The blame also shouldn’t fall on the fact that a woman is working for tips, she said.
“To me that’s almost victim blaming,” she said. “That takes the blame away from the perpetrator, the person that’s really to blame, and puts it on the wage or on the person working it.”
For Barron and Restaurant Workers of America, there are workplace issues they’d like to see get attention from industry leaders and labor advocates: more sexual harassment training, plus reporting systems where workers can more easily get recourse against managers or coworkers who are abusing their power.
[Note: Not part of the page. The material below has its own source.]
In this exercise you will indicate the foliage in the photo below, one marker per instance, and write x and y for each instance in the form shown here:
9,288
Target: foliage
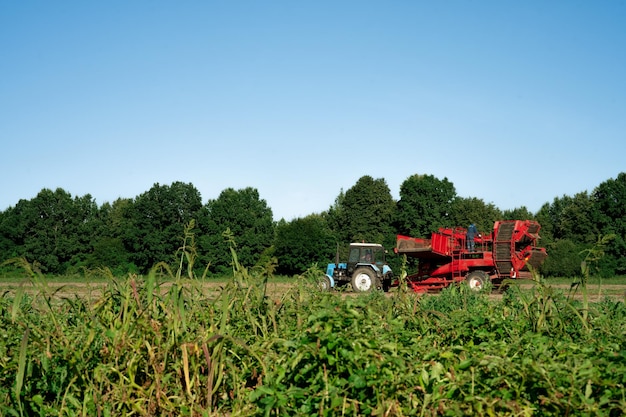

Benefits, like 401(k)s and health care, should be available so servers and bartenders can make their jobs into a career.
“If we could get past this tip credit malarkey, we could talk about the things that we would like,” Aston said.
Restaurant pay can be unacceptably low for cooks and dishwashers, ROC and Restaurant Workers of America agree. But with tips taken into account, servers are comparably wealthy, restaurant owners have said. Chang, the pro-77 server, said he recognizes opponents probably are making good money on tips alone. “The truth is this initiative is not necessarily for them or even for people like me,” he said. “I’ve been lucky and privileged enough to move forward, but I also know a lot of people for one reason or another are not as lucky. And this is for them.”
Disparity between front- and back-of-house workers — who are more likely to be immigrants and people of color — has prompted some restaurant owners to end tipping altogether. New York restaurateur Danny Meyer in 2015 got rid of gratuities in his Union Square Hospitality Group, offering instead higher wages and benefits.
Meyer said earlier this year that the move caused 30–40% of his longtime tipped workers to leave, citing a hit to their earnings. Meyer remained optimistic that long term, abandoning tipping would be good for everyone. According to Grubstreet, cooks saw their wages rise by around $2 an hour. Servers said their pay dropped about $100 a week, with one front-of-house worker at Union Square Café reporting her earnings dropped from $60,000 a year to $50,000.
The California Restaurant Association, whose members say they’re struggling to adapt as the minimum wage approaches $15 an hour, is thinking about a new model that may be a compromise, said Sharokina Shams, an association spokesperson. Employers could guarantee servers a wage higher than minimum — say $18 or $20 an hour — but tips could be credited toward that base income.
“It’s guaranteeing them something more but it’s also taking tips into account, which I think would help the restaurant spread the wealth to the back-of the-house worker,” Shams said.
Thinking about the future of the business in DC is what pushed Aston into activism. He’s found himself doing public speaking, organizing events, and even writing an editorial in the Washington Post.
“That has not been easy,” he said. “I’m a bartender: I do hospitality. I make drinks; I make jokes.”
But seeing the number of his fellow bartenders and servers join him in opposing the initiative has made it worthwhile. The community is behind him, he said.
“I just wish people would listen to us,” he said. “We keep screaming from the rooftops, ‘Please don’t help!’”
If Initiative 77 passes, Aston fears the vibrant DC food and beverage industry will dissipate. Outside the 10-mile by 10-mile district, the cost of doing business may be less. And when he’s ready to open a bar of his own, he worries he’ll have to go to Virginia or Maryland. It would be ROC’s fault, he said.
“If they drive me from my home,” he said, “I will never forgive them.” ●
Claudia Koerner is a national reporter for BuzzFeed News and is based in Los Angeles.